In GRAN TORINO, Clint Eastwood plays Walt Kowalski, a retired Korean War veteran shattered by his wife's recent death. Walt is a harsh, ramrod-straight man with a quick temper and high standards whose greatest joy is an orderly home and his beloved, mint-condition Gran Torino. When a clash between the quiet teen boy next door and the local Asian gangs spills onto Walt's property after the gang coerces the boy into trying to steal the car, Walt faces them down with his trusty M-1 rifle ... and becomes a hero to the local Hmongs who have slowly filled his neighborhood in the past few years. As Walt mentors the boy, Thao (Bee Vang), and becomes a gruff father figure, he also becomes closer to sassy older sister Sue (Ahney Her) -- and a threat to the gangs who live in the area and want to punish Walt, Thao, and Sue for standing up to them.
Is it any good?
Gran Torino, which Eastwood has said will mark his last acting role, succeeds in many areas while falling flat in others. It's not a grand farewell, but it is a good, solid drama about understanding, repentance, tolerance, and change. Eastwood directs with his usual understated mastery; the film looks terrific, and Eastwood gets good performances out of his supporting cast. Regrettably, the same can't be said for Eastwood's own performance; his work as Walt is a little flat and obvious. Even when Walt is at his most angry and bitter, we're still comforted by Eastwood's familiar manner and way, as if he's too much of a star these days to truly be an actor, too much of an icon to inhabit a role.

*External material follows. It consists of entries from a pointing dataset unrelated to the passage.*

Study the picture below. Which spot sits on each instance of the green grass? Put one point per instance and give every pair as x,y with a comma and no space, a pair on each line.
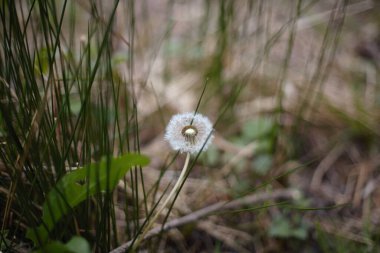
84,85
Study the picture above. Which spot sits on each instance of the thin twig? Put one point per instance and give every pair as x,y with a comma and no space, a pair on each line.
217,207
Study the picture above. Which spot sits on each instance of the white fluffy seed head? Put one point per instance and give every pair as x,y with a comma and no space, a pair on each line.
189,133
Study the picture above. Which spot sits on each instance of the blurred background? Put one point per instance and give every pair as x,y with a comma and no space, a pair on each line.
292,88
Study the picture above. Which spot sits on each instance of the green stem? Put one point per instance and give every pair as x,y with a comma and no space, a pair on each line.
162,207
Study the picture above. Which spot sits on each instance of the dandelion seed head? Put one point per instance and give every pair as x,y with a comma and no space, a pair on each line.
190,133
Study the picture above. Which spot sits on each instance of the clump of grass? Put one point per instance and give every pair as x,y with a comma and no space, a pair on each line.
82,84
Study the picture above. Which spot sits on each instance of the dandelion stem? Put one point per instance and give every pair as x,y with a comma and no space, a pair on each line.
167,200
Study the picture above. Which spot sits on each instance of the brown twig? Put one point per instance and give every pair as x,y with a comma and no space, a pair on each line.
217,207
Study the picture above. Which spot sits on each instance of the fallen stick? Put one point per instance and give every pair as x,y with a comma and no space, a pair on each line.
209,210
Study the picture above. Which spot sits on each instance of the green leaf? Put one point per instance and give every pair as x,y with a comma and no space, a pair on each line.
77,186
77,244
262,164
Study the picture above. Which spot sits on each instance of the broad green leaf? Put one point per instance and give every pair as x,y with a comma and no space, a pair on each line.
78,185
78,244
262,164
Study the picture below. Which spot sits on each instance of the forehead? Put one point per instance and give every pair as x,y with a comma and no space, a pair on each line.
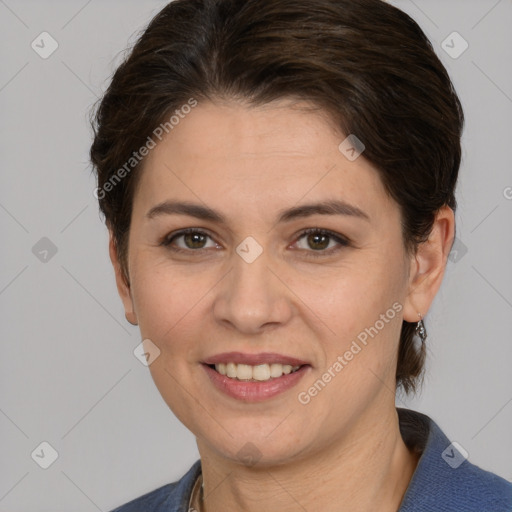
265,155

Gran Torino does get points for trying to talk about race and class at a time when too many mainstream films ignore and shun tackling such tough real-world concerns. Walt does come to know, understand, and like some of his Hmong neighbors; he also gets to know, dislike, and understand the local Asian gang. But Gran Torino includes a few too many dramatic coincidences to be truly satisfying, and the film's dramatic tone and tenor means that those who come to it looking for a straightforward action drama may be bored by the talky parts -- and those who come to it looking for a high-minded drama may be put off by the gritty violence and blunt language. Gran Torino is a well-made, somewhat pedestrian film by a Hollywood legend; at the same time, it's hard to imagine it receiving as much interest and acclaim if Eastwood wasn't involved.
Talk to your kids about ...
Families can talk about the movie's message. Is it clear that it's ultimately about tolerance?
What does Walt learn during the movie? How can that be applied as a broader lesson?
Parents, ask your teens how hearing all of the racist language in the movie makes them feel -- does it help expose and undermine stereotypes, or is it offensive?
How does Walt change over the course of the movie? Do you think the ending is realistic? Did Walt make the right choice? Also, are his acts of self-defense to protect his home, his car, and his neighbors justifiable?